Marines who spoke at the ceremony assured Carly Kirk that her husband had done more than his best.

"Jeff is the reason I'm alive today," said former Marine David Hawley, who was a sergeant with Kilo Company.

"I would follow him anywhere," said Cpl. Reynaldo Leal. "He continues to be an inspiration to the kind of life I want to live."

"He always put his Marines first," said Staff Sgt. Kenneth Distelhorst.

The Silver Star is for Kirk's bravery during the opening days of Operation Phantom Fury, a battle to rid Fallouja of insurgents, many in heavily fortified strongholds.

As a squad leader, Kirk organized and led three assaults on one such stronghold as insurgents fought back with grenades, small-arms fire and machine-gun blasts. Wounded, he continued to press the attack, hurling a grenade and eliminating a machine-gun position.

"His outstanding display of decisive leadership [and] unlimited courage" helped save the lives of numerous Marines, said Maj. Gen. Richard Natonski.
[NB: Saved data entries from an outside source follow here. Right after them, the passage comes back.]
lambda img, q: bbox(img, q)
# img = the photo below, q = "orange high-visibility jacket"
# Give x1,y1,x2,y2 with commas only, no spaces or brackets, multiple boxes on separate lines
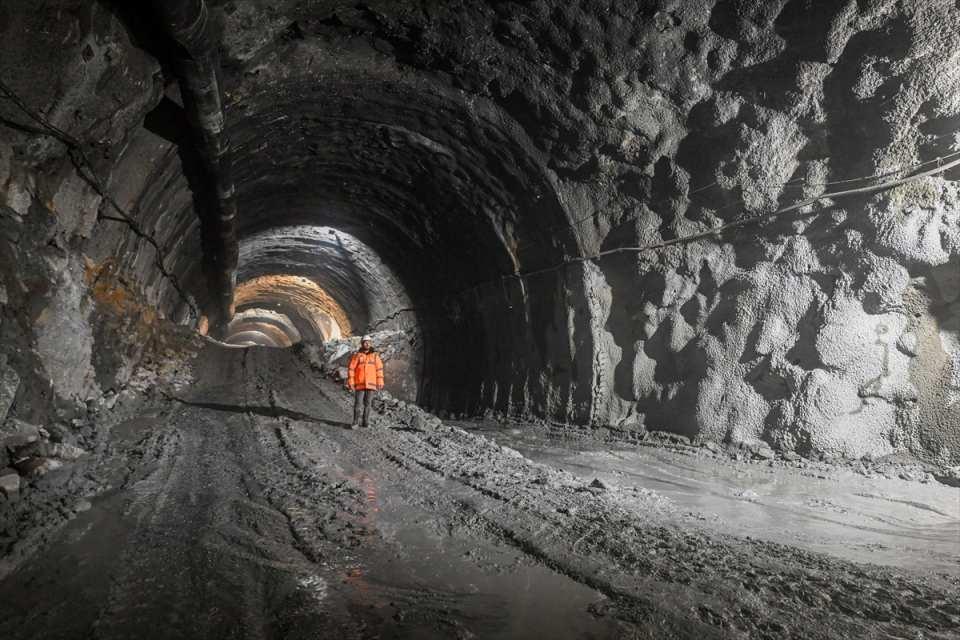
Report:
348,350,384,390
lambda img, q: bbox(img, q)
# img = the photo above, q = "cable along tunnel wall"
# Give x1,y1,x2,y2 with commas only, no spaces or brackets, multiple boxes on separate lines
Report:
0,0,958,464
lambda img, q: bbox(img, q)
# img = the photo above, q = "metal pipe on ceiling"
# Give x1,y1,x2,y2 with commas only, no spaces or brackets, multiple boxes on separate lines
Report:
149,0,237,332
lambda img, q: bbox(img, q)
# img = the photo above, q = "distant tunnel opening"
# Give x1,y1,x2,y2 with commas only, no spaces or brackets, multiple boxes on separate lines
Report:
228,273,352,346
119,77,589,417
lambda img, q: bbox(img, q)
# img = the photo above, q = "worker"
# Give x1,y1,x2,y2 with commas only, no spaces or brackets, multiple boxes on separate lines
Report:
346,335,384,428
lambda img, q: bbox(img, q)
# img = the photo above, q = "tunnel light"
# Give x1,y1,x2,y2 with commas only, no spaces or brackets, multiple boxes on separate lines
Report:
229,275,350,345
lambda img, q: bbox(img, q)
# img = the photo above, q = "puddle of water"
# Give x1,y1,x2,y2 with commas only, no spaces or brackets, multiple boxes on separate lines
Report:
328,471,622,639
463,422,960,576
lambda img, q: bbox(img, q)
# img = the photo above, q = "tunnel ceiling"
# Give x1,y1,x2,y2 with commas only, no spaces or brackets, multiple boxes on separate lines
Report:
2,0,959,461
227,78,569,269
210,13,580,319
189,0,960,306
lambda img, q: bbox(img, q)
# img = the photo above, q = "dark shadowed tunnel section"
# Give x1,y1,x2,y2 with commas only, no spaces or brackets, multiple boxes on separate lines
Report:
222,73,592,415
123,49,599,418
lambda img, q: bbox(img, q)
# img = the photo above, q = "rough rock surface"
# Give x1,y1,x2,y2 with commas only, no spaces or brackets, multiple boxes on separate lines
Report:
217,0,960,460
1,0,959,463
0,357,19,425
300,328,422,401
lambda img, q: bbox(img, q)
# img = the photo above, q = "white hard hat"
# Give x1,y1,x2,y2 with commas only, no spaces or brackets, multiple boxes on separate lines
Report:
361,335,373,342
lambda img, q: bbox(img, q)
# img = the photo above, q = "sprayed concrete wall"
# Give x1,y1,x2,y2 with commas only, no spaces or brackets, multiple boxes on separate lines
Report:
0,0,958,463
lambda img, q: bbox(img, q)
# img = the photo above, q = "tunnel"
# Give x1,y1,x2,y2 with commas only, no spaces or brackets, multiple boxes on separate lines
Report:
0,1,959,638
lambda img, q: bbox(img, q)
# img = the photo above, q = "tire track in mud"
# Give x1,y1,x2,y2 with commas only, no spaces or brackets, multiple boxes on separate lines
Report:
245,348,631,639
89,403,315,640
373,423,960,639
236,348,379,638
258,346,960,640
4,344,622,640
357,429,731,639
1,346,369,640
244,357,502,637
10,340,949,639
260,349,716,637
275,355,720,635
244,352,366,560
103,346,385,639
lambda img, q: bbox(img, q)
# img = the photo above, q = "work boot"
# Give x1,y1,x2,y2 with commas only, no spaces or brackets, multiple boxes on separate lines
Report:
350,421,359,430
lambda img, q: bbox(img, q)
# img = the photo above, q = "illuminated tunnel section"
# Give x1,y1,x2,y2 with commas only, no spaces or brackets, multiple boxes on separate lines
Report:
236,226,412,336
228,275,351,345
224,308,303,347
216,75,587,417
113,66,592,417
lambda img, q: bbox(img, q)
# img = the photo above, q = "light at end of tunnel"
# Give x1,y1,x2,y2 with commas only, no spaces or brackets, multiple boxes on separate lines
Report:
197,315,210,336
229,275,350,345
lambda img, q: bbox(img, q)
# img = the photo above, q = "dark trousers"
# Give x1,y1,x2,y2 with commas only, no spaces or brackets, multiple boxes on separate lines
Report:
353,389,375,426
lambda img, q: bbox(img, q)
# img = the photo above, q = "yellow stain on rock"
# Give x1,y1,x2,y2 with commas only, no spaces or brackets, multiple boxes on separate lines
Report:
83,256,159,329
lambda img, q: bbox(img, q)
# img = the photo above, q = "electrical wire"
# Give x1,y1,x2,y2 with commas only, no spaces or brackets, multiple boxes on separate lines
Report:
507,151,960,282
5,76,957,325
367,140,960,326
0,78,200,319
516,138,960,253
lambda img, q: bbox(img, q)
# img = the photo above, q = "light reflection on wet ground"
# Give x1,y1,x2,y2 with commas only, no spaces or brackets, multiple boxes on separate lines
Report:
319,448,625,639
463,422,960,577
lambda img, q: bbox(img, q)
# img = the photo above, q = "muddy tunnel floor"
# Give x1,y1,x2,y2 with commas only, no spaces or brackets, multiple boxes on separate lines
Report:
0,343,955,640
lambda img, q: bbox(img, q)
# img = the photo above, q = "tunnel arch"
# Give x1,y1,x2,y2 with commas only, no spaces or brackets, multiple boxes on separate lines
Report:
233,275,349,342
119,57,600,420
222,72,589,414
237,225,409,336
4,0,959,463
226,308,303,346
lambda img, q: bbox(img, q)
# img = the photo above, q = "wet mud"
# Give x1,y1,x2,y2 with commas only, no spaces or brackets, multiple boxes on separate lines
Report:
0,344,958,639
465,422,960,577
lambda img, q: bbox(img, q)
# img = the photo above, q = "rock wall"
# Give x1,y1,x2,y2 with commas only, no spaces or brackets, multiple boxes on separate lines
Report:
262,0,958,461
0,1,180,427
0,0,958,463
581,0,960,461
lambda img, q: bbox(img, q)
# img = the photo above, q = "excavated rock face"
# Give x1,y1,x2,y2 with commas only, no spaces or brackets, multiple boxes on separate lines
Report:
0,2,166,423
1,0,959,461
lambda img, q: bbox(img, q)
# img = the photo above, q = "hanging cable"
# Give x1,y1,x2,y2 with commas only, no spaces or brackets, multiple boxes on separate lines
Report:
286,142,960,329
516,140,960,254
508,150,960,282
404,144,960,312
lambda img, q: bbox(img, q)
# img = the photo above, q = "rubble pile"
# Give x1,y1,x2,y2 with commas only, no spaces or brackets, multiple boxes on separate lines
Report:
296,328,420,401
0,420,87,501
372,391,443,433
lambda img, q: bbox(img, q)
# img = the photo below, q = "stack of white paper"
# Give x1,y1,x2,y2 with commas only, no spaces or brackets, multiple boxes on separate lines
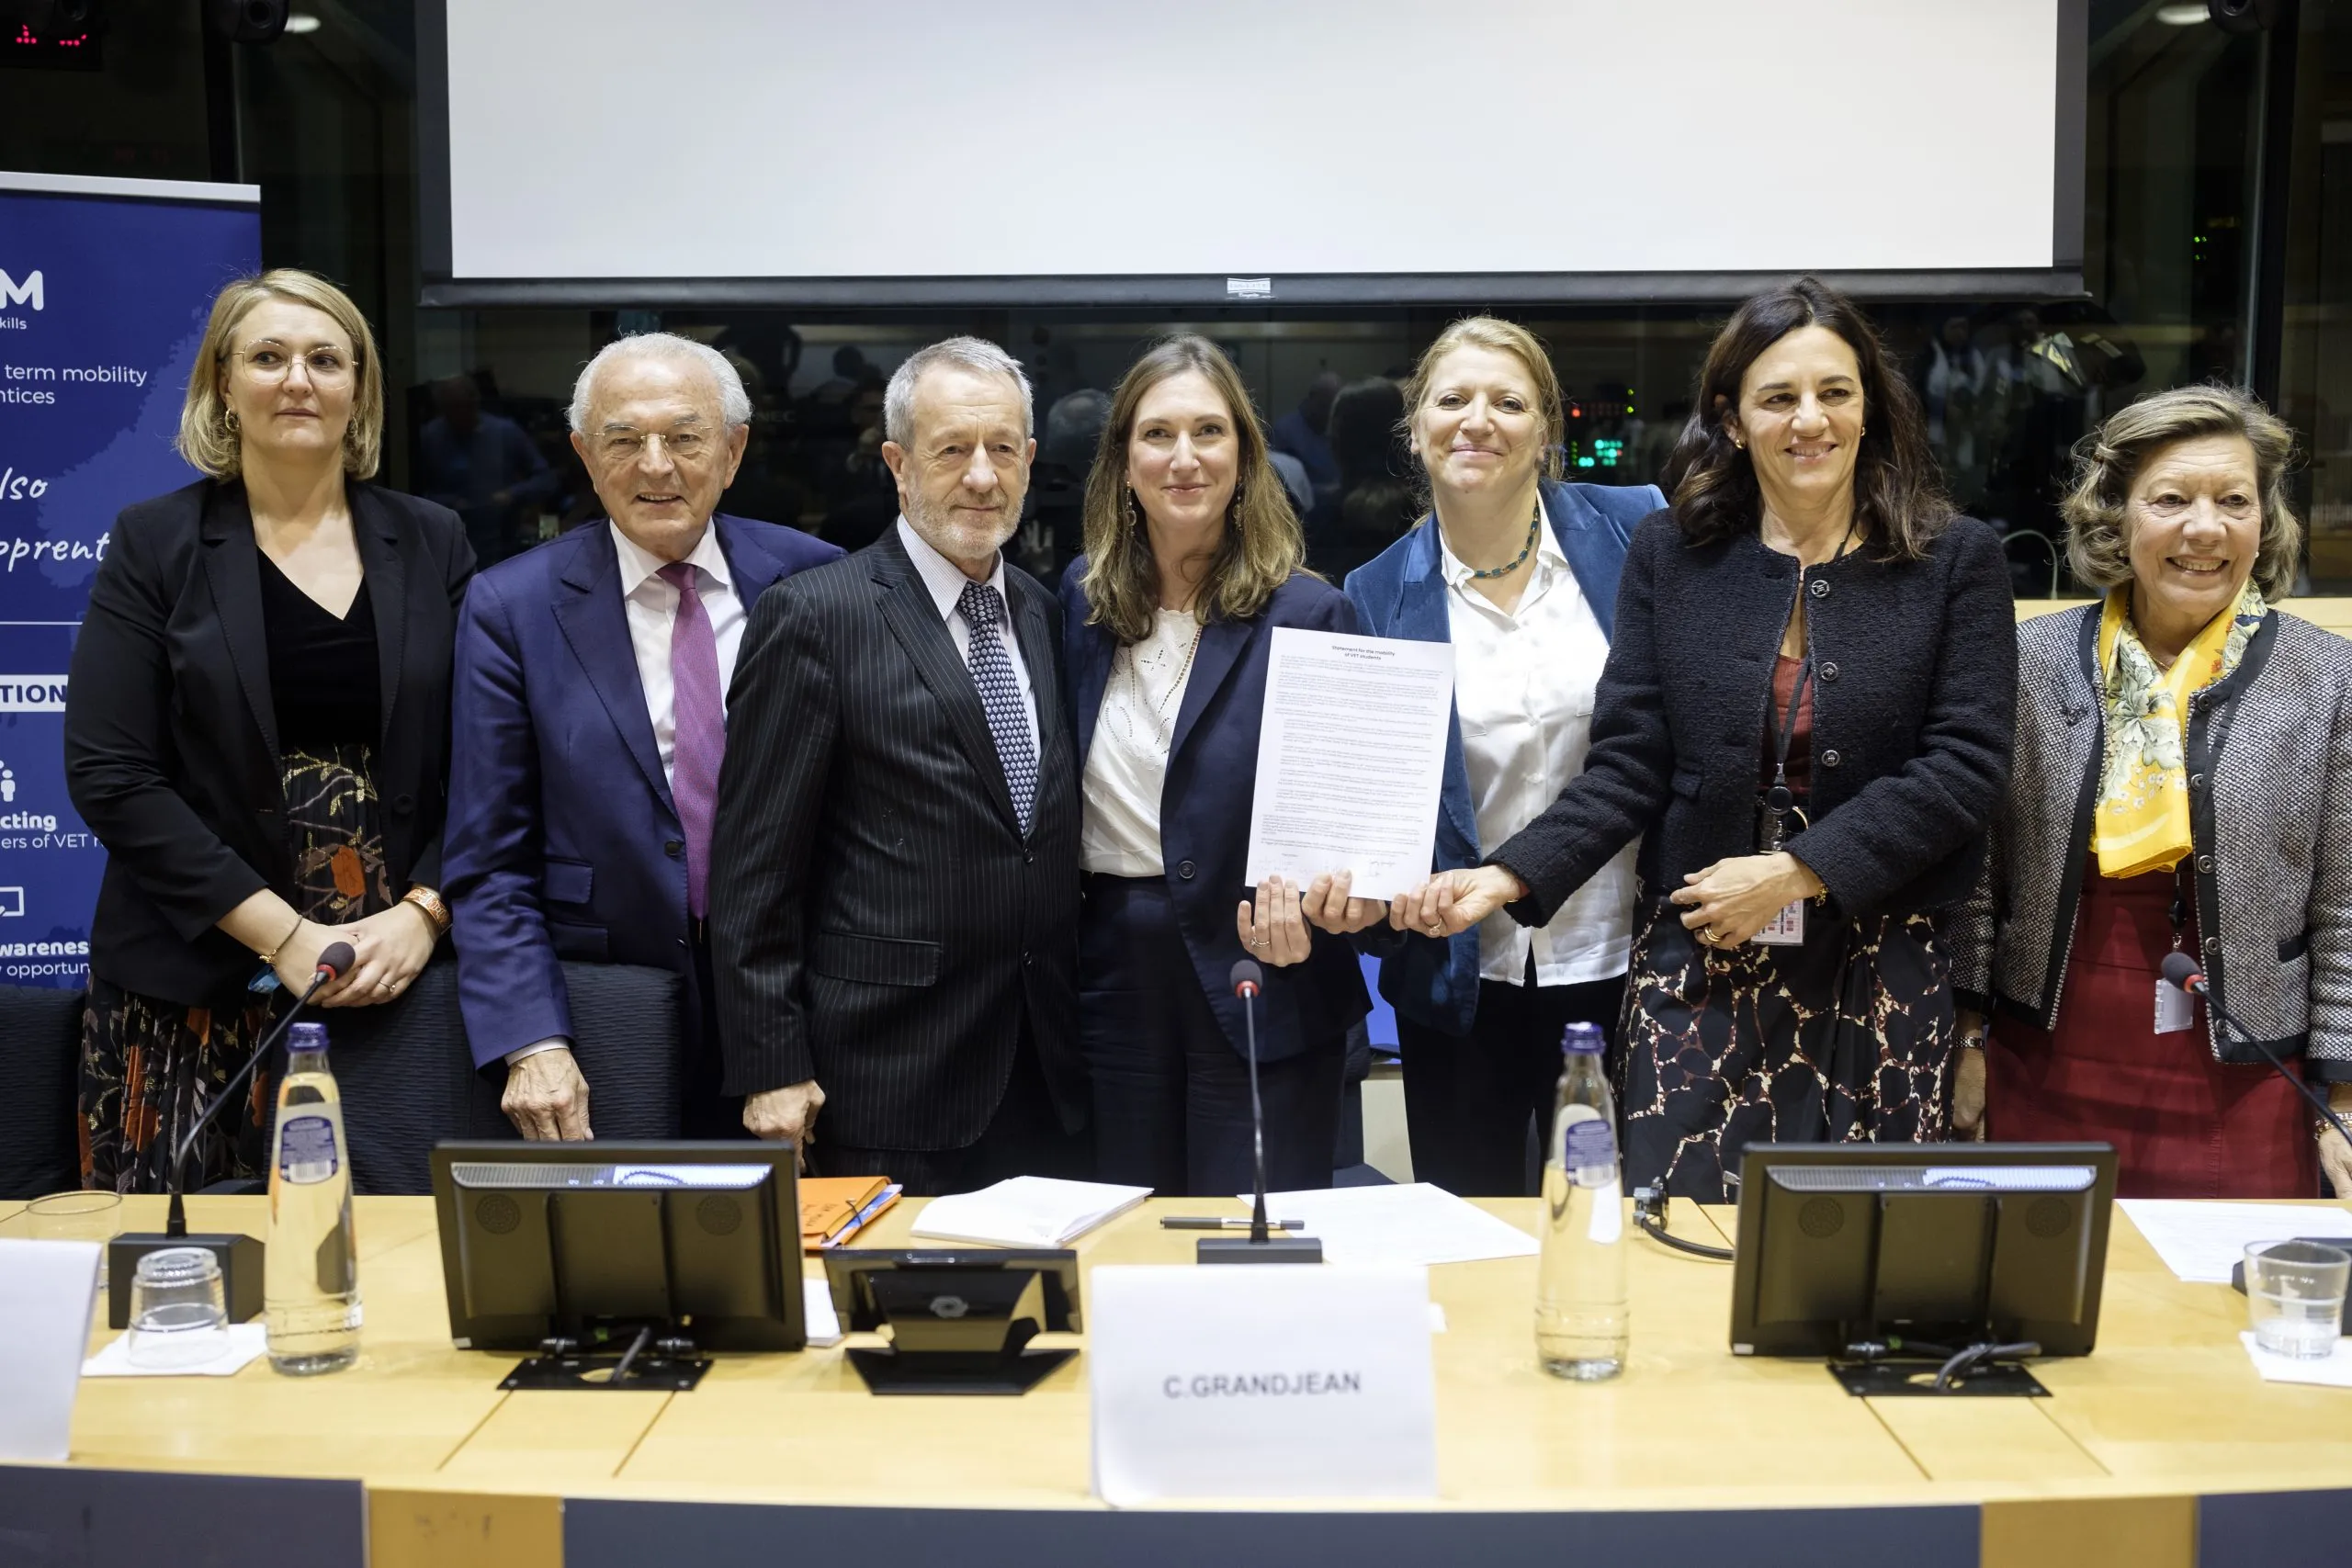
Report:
0,1238,101,1461
802,1280,843,1347
2118,1200,2352,1284
909,1176,1153,1247
1245,1183,1540,1268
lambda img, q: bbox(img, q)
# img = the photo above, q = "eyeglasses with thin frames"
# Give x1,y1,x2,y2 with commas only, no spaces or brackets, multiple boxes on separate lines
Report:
231,345,356,388
594,428,714,463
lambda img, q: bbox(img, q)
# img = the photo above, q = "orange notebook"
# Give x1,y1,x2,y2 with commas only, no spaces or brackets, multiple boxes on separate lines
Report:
799,1175,892,1250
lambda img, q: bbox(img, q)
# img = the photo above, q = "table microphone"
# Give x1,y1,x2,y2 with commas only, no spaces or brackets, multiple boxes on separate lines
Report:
105,940,356,1327
1199,958,1321,1264
2160,951,2352,1167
Kirk grew up in Louisiana, and in school loved poetry and drawing. His favorite song was "Simple Man" by Lynyrd Skynyrd, with the line, "Be something you love and understand/Be a simple kind of man." The song was played at his funeral at Florida Boulevard Baptist Church in Baton Rouge, La.

Kirk had wanted to be a Marine from boyhood, and he took leadership seriously.

Speaking of the training that Kirk put his Marines through, Hawley said, "I never sweated so much in my life."

Kirk deflected praise from those he had led in battle. Distelhorst, also wounded in the Nov. 10 battle, said he was glad that he was able to express his appreciation to Kirk for saving lives that day.

"I was able to thank him, and his response was, 'Whatever, dude,' " Distelhorst said.